If you’ve been thinking about taking a night off from lockdown for a hook up, you’re by no means the only one. But it might have bigger repercussions than you’d think.
Lockdown – could it be the longest collective sexual dry spell our country has ever seen? Banned from leaving the house, those quarantining without a partner have been missing out on all those things Marvin Gaye sang about for at least four weeks, with another two on the horizon.
In fact, it seems the announcement of lockdown’s extension has pushed the sexually starved over the edge.
The long, lonely nights have become a reoccurring theme of conversation within my Whatsapp group of single friends as many of them have become bored of dwindling conversations with dating app matches. After all, what’s there to talk about when everyone’s stuck at home?
Plus, flirting online is no substitute for the excitement of meeting up with someone in person, and everything that comes after. And for those who have been isolating completely alone, enduring weeks without proper human interaction (let alone intimacy and emotional connection) is starting to really effect their moods.
This is something Laura, 30, is really feeling right now. She was furloughed before the official lockdown began and has been stuck in her London flat since then. “This is my sixth week of isolation. My flatmates all moved in with their boyfriends as soon as quarantine was announced but I’m single and didn’t want to go home, so I’ve been completely alone for most of that time.

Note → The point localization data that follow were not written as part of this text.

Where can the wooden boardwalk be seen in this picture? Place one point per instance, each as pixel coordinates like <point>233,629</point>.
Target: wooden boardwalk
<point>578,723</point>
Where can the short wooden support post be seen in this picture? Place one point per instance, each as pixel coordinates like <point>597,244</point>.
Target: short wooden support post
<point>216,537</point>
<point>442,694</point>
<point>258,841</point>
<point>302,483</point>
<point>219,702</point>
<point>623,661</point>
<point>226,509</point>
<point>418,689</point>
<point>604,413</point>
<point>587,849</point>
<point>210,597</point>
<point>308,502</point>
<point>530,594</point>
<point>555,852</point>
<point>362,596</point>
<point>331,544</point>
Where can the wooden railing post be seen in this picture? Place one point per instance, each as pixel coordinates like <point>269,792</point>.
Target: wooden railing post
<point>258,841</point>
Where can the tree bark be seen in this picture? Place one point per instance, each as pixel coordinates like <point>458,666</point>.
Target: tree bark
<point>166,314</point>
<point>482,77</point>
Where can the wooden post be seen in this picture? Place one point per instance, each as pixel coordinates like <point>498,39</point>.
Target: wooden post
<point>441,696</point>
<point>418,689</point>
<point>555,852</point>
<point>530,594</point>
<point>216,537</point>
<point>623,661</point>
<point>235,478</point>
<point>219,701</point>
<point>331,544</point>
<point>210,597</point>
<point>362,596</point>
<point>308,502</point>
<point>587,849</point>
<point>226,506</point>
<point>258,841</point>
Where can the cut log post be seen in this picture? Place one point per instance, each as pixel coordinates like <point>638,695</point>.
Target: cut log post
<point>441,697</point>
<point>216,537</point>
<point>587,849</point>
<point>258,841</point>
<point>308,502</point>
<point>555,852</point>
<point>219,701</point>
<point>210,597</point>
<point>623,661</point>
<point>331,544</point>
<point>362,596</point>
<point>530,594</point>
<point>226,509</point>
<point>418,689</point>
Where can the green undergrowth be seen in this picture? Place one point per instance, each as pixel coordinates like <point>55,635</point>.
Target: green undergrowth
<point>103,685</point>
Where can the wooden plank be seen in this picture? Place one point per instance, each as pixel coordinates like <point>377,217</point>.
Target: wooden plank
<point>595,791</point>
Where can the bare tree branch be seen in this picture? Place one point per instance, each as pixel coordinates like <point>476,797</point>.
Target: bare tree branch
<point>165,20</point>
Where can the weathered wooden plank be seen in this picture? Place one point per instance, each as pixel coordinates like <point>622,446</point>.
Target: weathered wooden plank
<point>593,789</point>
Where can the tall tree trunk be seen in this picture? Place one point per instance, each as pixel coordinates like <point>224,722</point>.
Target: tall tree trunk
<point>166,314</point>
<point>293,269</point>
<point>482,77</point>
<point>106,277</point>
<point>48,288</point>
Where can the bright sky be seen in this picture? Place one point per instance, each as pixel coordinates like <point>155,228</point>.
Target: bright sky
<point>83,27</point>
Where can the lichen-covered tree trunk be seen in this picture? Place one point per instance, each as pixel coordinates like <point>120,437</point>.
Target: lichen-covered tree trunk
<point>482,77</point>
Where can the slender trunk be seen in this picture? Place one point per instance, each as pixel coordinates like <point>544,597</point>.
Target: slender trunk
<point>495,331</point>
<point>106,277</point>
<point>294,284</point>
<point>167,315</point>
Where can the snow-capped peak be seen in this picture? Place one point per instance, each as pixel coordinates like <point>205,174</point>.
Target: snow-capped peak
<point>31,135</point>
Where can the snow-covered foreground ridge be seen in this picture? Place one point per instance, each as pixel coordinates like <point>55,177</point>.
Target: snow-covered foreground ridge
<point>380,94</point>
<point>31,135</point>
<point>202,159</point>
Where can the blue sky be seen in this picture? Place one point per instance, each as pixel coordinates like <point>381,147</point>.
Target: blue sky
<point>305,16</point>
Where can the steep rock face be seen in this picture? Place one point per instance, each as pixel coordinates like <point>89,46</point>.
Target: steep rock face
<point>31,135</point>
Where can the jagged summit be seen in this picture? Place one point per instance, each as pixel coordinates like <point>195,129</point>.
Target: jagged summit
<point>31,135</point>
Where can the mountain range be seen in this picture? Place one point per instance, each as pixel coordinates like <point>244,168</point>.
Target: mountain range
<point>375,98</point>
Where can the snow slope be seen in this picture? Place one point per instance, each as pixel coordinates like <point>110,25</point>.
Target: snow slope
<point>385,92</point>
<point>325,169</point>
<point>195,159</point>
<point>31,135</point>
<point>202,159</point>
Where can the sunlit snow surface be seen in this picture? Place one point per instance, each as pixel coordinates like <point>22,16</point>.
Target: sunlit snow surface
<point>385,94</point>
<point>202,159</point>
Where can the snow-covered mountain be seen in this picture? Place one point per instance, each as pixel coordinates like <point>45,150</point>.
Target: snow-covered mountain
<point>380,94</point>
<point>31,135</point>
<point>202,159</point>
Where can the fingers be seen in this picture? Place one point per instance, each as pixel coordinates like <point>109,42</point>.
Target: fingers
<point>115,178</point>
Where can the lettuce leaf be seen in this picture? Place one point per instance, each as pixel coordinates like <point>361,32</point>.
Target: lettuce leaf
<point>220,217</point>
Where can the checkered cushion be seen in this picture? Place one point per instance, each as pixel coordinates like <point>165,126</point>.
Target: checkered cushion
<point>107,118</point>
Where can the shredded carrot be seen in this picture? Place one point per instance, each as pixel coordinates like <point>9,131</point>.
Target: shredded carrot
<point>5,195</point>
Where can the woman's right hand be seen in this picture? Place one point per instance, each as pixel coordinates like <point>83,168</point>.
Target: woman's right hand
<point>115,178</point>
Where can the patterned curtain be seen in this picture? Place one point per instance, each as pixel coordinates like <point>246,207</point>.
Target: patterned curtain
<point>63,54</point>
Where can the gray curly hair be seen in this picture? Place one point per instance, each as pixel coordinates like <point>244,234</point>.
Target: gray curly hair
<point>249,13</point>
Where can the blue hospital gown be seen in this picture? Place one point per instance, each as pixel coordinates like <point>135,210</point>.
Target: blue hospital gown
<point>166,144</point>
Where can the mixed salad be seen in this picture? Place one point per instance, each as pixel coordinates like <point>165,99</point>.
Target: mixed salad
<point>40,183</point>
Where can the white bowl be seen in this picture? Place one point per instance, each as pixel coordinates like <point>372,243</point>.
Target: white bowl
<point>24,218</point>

“A few weeks ago, I started feeling the urge to message ex boyfriends and flings, just for some attention. But it’s passed that now and I’m so close to wanting to break lockdown, jump in a taxi and visit someone I used to date. It’s everything – the thrill of dressing up and actually putting some makeup on, the human interaction and obviously the sex. I’ll admit it – I’m pretty desperate for sex right now,” she says.
While Jazmin Kopotsha, Stylist’s online deputy editor, may have the companionship of her flatmates but she’s missing something more. “I expected to miss a lot of things over this strange lockdown period, but I didn’t expect sex to be the thing to put me on the edge,” she says.
“I have my ups and downs, of course, but there are far too many evenings spent lying in bed plotting ways to break quarantine for a hook up, without putting myself or anyone else in danger. Obviously, it’s not possible and I’m confident that I won’t act on my impulses. But there’s a running joke in my house share that, if on a Sunday night I don’t come back after ‘taking out the bins’, chances are I’ve run for the hills (read: to man’s bed),” she says.
It’s a feeling a lot of people can relate to and if you’re in the same boat, you might be thinking “how bad is it, really?” After all, if you’ve been isolating for weeks on end you could theorise that you’re coronavirus-free and they should be too…
But science writer Priya Joi (who specialises in viruses), says that the fallout of meeting up with someone for sex, even once, extends coronavirus itself.
“Some people can’t bear right now to not meet up with someone that they’ve been speaking to on dating apps, or someone that they were seeing before. They’re still taking a bottle of prosecco along to this person’s house and they’re not respecting their own lockdown.
“I understand why people would want to do this. I understand the need for human connection, intimacy, emotional connection as much as anything else – but you’re putting yourself at risk and the other person at risk, anyone else that you might meet at risk,” she says.
But that’s not all that’s at risk. Joi points out that “they are willing to meet you during a global pandemic which is effecting millions of people and if they are willing to risk that, you could think that they might not be taking that many precautions.”
Joi stresses that as well as catching coronavirus you could also get a sexually transmitted disease or become pregnant, and with doctors appointments lacking it could be harder to get any medical attention you might need.
Joi adds: “If you’re sneaking out to go and hook up with someone, you’re not alone. But please, just don’t do it. Just wait until this is over. Because if you’re sneaking out to hook up, just imagine how many other people are. Plus, the person you’re hooking up with probably isn’t only seeing you.”